For those who didn’t live it, it is hard to express just how ever-present and impactful Shields was on the collective cultural psyche in the late ’70s, ’80s and early ’90s. Perhaps if you wrapped the fame of all the Kardashian/ Jenner kids together you might just about grasp the enormity of her reach. She was the wholesome it-girl next door who somehow seemed unaware of just how stunning she was. She starred in some of the era’s most memorable, and controversial, films – Louis Malle’s Pretty Baby, The Blue Lagoon and Endless Love. She also, at the tender age of 15, pretty much single-handedly made Calvin Klein jeans cool with a series of suggestive advertisements with the now infamous tagline that “nothing” came between Shields and her Calvins.
Recently that time in her life was laid bare in a frank and revealing two-part documentary, Pretty Baby: Brooke Shields, that debuted last year.

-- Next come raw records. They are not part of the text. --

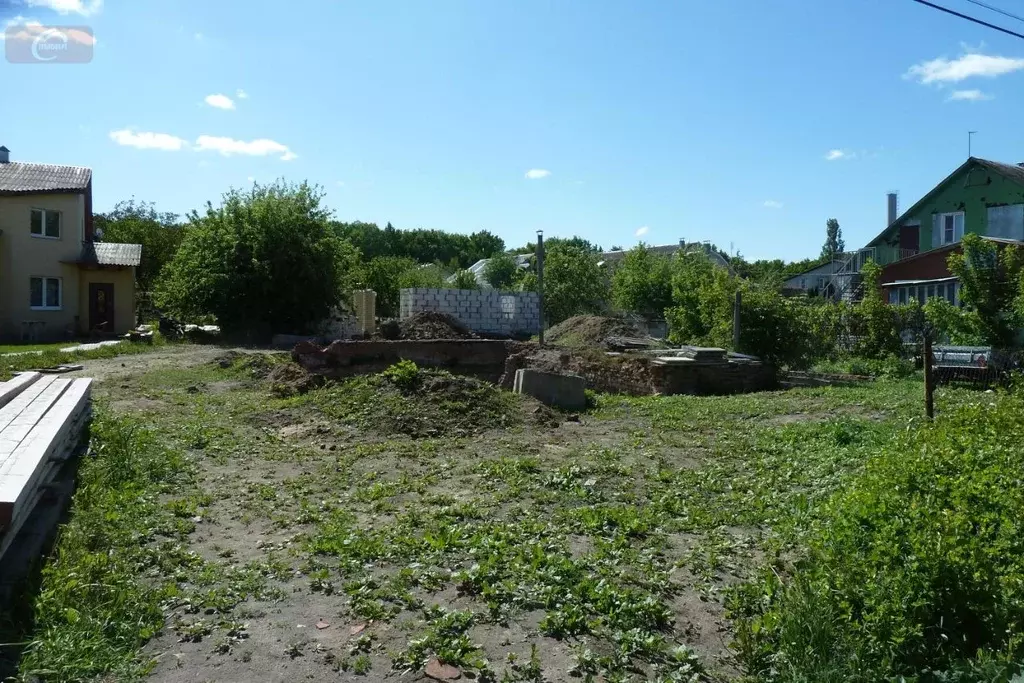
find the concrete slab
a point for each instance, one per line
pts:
(552, 388)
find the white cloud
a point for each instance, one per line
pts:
(258, 147)
(942, 71)
(219, 101)
(145, 140)
(969, 95)
(69, 6)
(31, 29)
(836, 155)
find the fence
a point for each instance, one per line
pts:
(488, 311)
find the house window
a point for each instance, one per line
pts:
(950, 227)
(45, 223)
(45, 293)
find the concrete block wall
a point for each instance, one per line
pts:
(485, 311)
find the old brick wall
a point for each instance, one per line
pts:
(485, 311)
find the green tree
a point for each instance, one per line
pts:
(384, 274)
(464, 280)
(702, 296)
(875, 324)
(642, 283)
(990, 287)
(265, 260)
(138, 222)
(834, 241)
(573, 283)
(501, 271)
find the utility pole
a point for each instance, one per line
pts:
(540, 282)
(929, 376)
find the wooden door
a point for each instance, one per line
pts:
(101, 308)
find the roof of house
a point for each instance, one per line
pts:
(110, 253)
(1010, 171)
(23, 178)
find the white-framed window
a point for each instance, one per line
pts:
(45, 293)
(950, 227)
(922, 293)
(45, 223)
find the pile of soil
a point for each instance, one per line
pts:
(435, 403)
(430, 325)
(258, 366)
(290, 378)
(583, 331)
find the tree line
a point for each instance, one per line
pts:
(272, 258)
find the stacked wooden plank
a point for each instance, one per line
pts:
(42, 420)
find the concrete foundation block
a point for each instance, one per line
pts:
(551, 388)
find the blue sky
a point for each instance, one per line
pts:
(743, 122)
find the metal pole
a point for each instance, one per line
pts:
(540, 282)
(929, 378)
(735, 321)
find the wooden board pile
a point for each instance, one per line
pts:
(42, 421)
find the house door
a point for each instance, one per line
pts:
(101, 308)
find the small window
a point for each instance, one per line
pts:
(45, 293)
(45, 223)
(951, 227)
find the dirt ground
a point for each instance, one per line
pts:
(328, 543)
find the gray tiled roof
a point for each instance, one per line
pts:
(1012, 171)
(111, 253)
(22, 178)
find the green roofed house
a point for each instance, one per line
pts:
(981, 197)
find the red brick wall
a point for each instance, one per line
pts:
(929, 265)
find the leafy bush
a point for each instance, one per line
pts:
(953, 325)
(642, 283)
(916, 568)
(573, 284)
(891, 367)
(264, 261)
(404, 375)
(501, 271)
(464, 280)
(990, 288)
(875, 324)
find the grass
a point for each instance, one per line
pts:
(24, 348)
(603, 548)
(51, 356)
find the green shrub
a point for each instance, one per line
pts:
(916, 568)
(464, 280)
(404, 375)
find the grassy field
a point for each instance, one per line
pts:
(228, 530)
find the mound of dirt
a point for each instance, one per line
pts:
(430, 325)
(258, 366)
(425, 404)
(583, 331)
(290, 378)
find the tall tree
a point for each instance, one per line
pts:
(642, 283)
(264, 261)
(990, 287)
(834, 241)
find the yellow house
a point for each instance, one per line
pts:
(55, 282)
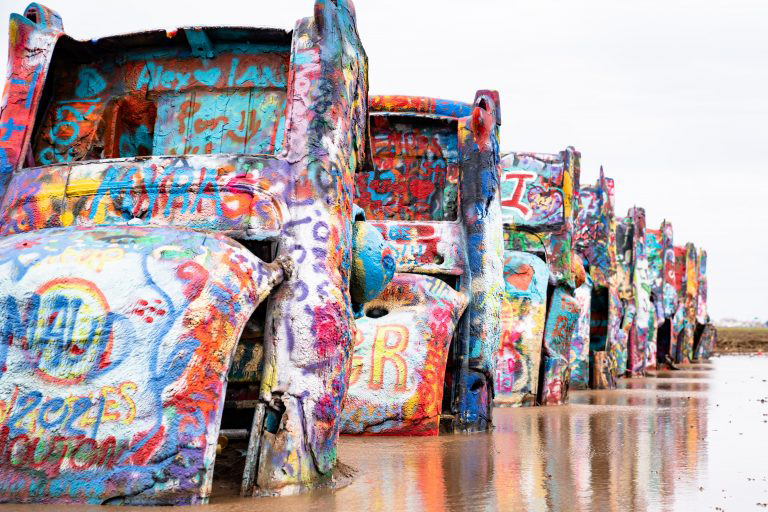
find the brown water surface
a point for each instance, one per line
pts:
(688, 440)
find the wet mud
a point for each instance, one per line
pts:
(683, 440)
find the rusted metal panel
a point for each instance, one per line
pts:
(32, 38)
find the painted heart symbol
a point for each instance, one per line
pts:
(208, 77)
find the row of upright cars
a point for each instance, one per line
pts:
(215, 233)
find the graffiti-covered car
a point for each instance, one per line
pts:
(432, 189)
(541, 274)
(706, 334)
(661, 264)
(596, 242)
(156, 190)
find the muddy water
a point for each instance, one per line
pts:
(687, 440)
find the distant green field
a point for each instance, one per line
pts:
(742, 339)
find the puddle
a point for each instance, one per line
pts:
(691, 440)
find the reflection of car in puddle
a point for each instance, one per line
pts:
(432, 191)
(183, 175)
(540, 311)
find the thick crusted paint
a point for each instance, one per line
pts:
(134, 133)
(539, 198)
(640, 341)
(579, 357)
(596, 241)
(540, 194)
(562, 318)
(373, 263)
(401, 349)
(116, 345)
(689, 288)
(432, 189)
(522, 328)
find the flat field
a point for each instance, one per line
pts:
(741, 339)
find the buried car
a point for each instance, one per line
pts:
(596, 242)
(164, 195)
(432, 188)
(540, 311)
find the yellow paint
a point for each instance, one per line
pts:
(383, 351)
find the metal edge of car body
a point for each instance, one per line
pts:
(466, 249)
(596, 242)
(541, 224)
(300, 197)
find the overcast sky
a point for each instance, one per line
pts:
(670, 96)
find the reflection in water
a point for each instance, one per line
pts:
(687, 440)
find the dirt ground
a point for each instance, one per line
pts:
(741, 339)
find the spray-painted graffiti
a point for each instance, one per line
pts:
(540, 193)
(113, 374)
(561, 322)
(522, 319)
(434, 162)
(580, 341)
(175, 105)
(401, 349)
(416, 171)
(290, 111)
(596, 241)
(539, 198)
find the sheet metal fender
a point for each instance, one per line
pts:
(114, 346)
(401, 349)
(373, 264)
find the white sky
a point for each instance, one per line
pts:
(671, 96)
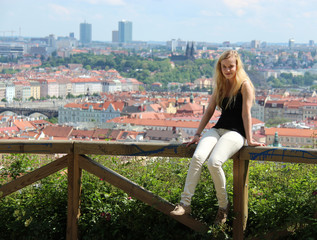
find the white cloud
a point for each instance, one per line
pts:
(208, 13)
(108, 2)
(60, 10)
(240, 7)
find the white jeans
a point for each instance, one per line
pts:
(216, 145)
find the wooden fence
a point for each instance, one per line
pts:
(76, 161)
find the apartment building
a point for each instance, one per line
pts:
(86, 85)
(75, 113)
(292, 137)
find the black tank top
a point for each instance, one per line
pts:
(231, 117)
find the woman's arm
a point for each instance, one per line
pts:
(205, 119)
(247, 93)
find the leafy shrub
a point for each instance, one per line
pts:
(282, 197)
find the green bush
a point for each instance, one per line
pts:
(282, 197)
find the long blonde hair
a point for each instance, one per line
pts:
(220, 83)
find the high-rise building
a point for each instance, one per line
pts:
(85, 33)
(255, 44)
(125, 31)
(115, 36)
(311, 43)
(291, 43)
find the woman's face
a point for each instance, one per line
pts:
(229, 68)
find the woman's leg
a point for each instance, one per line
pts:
(228, 144)
(202, 152)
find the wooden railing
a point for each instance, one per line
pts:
(76, 161)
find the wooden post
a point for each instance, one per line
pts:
(240, 196)
(74, 190)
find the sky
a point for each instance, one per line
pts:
(215, 21)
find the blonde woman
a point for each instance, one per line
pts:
(234, 95)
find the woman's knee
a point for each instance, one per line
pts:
(214, 163)
(198, 158)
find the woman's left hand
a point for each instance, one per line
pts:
(255, 144)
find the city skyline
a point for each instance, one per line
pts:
(161, 20)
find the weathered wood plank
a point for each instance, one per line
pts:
(240, 196)
(34, 176)
(293, 155)
(30, 146)
(74, 191)
(134, 149)
(138, 192)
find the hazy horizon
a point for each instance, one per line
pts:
(161, 20)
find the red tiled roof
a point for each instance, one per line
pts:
(291, 132)
(57, 131)
(24, 125)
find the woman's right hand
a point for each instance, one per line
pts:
(194, 140)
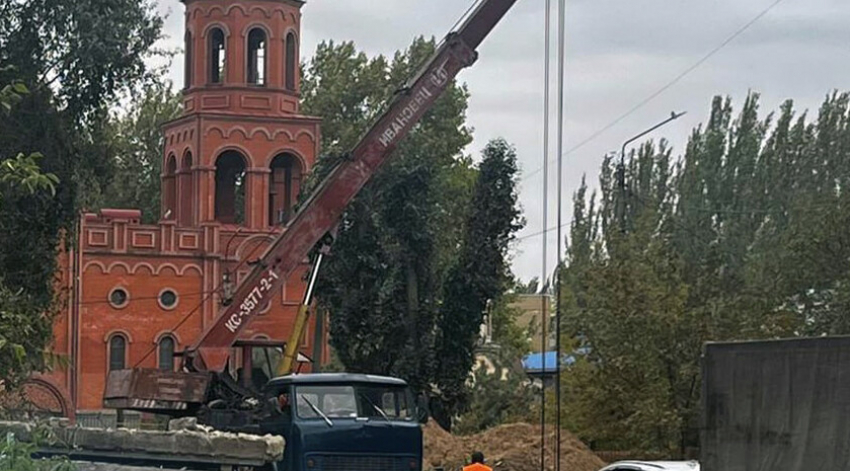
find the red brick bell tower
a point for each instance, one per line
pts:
(239, 152)
(233, 164)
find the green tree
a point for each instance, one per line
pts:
(136, 140)
(76, 59)
(382, 284)
(480, 273)
(24, 328)
(742, 237)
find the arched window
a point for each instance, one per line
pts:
(189, 56)
(290, 61)
(187, 190)
(170, 184)
(166, 354)
(257, 56)
(230, 188)
(117, 352)
(284, 185)
(217, 55)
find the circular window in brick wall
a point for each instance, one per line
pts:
(168, 299)
(119, 298)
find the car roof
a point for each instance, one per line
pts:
(336, 378)
(654, 466)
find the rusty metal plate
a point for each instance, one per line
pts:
(155, 389)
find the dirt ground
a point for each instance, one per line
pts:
(516, 445)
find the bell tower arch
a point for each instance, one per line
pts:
(249, 146)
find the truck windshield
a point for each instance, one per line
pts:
(370, 401)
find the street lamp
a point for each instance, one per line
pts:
(621, 169)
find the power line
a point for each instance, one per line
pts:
(669, 84)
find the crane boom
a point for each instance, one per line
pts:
(323, 209)
(207, 386)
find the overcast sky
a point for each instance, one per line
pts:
(618, 52)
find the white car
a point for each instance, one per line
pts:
(652, 466)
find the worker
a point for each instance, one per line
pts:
(283, 402)
(477, 463)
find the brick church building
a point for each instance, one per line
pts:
(232, 167)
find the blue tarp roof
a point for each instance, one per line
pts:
(533, 362)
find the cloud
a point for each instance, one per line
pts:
(618, 53)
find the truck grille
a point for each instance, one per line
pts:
(360, 463)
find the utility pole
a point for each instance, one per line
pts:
(621, 168)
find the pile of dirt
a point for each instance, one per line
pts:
(517, 446)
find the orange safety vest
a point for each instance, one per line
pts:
(477, 467)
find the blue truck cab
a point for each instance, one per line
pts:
(341, 421)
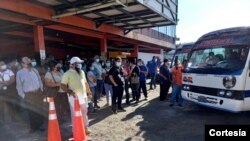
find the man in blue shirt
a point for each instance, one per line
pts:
(152, 68)
(143, 77)
(165, 81)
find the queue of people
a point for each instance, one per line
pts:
(24, 81)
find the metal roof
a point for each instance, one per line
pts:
(127, 14)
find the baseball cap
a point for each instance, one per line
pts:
(26, 60)
(75, 60)
(165, 60)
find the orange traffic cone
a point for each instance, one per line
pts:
(79, 128)
(53, 127)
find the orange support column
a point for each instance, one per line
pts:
(39, 44)
(104, 47)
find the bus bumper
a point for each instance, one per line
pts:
(220, 103)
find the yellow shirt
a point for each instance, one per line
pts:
(75, 82)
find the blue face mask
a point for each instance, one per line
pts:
(79, 66)
(108, 64)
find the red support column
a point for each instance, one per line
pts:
(39, 43)
(134, 54)
(104, 47)
(136, 50)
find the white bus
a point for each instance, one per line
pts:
(218, 71)
(182, 52)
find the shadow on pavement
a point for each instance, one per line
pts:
(163, 123)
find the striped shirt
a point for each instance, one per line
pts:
(28, 81)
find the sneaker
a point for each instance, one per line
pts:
(97, 107)
(106, 105)
(121, 109)
(180, 105)
(87, 131)
(114, 111)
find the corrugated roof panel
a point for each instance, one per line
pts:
(136, 22)
(111, 12)
(145, 25)
(118, 24)
(148, 15)
(156, 19)
(91, 15)
(50, 2)
(135, 8)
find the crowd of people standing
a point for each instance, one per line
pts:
(23, 81)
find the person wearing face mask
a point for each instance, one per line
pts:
(165, 81)
(92, 84)
(107, 83)
(143, 75)
(29, 87)
(75, 84)
(152, 68)
(135, 80)
(117, 79)
(99, 75)
(53, 78)
(7, 92)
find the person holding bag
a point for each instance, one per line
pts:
(135, 81)
(52, 82)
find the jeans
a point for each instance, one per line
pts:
(164, 88)
(93, 100)
(117, 97)
(84, 110)
(143, 88)
(99, 88)
(176, 93)
(108, 91)
(135, 91)
(152, 82)
(126, 87)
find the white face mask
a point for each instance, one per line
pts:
(4, 67)
(33, 64)
(118, 64)
(16, 64)
(108, 64)
(79, 66)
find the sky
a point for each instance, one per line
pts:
(198, 17)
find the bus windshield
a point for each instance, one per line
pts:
(218, 60)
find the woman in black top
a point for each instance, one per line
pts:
(135, 81)
(117, 80)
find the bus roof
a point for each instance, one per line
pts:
(223, 37)
(184, 48)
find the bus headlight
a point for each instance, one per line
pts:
(221, 93)
(229, 94)
(229, 81)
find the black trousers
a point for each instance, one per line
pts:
(36, 109)
(117, 97)
(61, 105)
(164, 88)
(135, 91)
(126, 88)
(143, 88)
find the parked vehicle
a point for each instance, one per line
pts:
(218, 70)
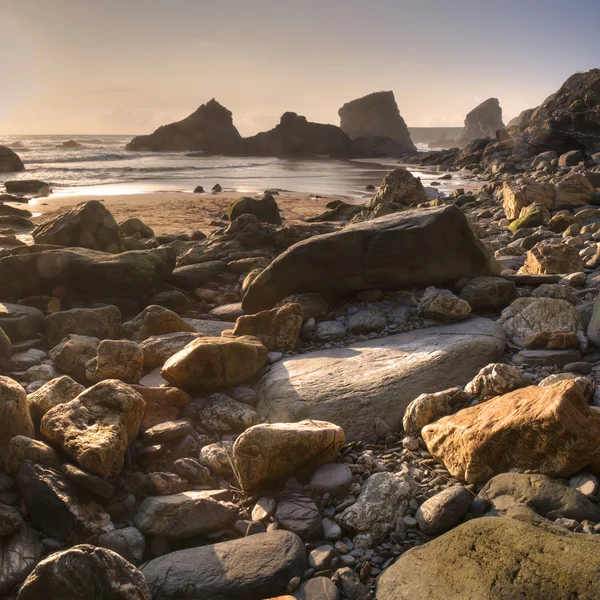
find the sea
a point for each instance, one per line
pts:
(99, 164)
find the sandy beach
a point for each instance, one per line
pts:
(179, 212)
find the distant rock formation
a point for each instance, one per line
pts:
(376, 115)
(482, 122)
(570, 118)
(209, 128)
(295, 136)
(10, 161)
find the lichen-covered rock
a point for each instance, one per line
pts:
(96, 427)
(209, 364)
(116, 359)
(266, 453)
(278, 328)
(85, 572)
(550, 430)
(495, 379)
(527, 316)
(14, 414)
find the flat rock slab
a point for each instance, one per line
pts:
(252, 568)
(377, 378)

It spans her career and delves into, among other things, the idea of exploitation. Something that Shields, who was managed by her mother Teri Shields, says she never felt growing up but can understand – especially after conversations with her daughters – why other people might. And as much as her own mother-daughter relationship was fraught, a topic beautifully explored in Shield’s memoir There Was A Little Girl: The Real Story of My Mother and Me, the actress hopes that some of her mother’s core traits have trickled down to her two daughters as they now make their way out into the world.
“Things like her sense of right and wrong, and truth and humour,” says Shields. “Also she had such a strong work ethic. Understanding that your time is not more valuable than anyone else’s. That you do not deserve to have any type of superiority or attitude, because right behind you there’s always someone willing to work harder. You just do it all to the best of your ability, and you don’t make anything about yourself. You watch and learn.”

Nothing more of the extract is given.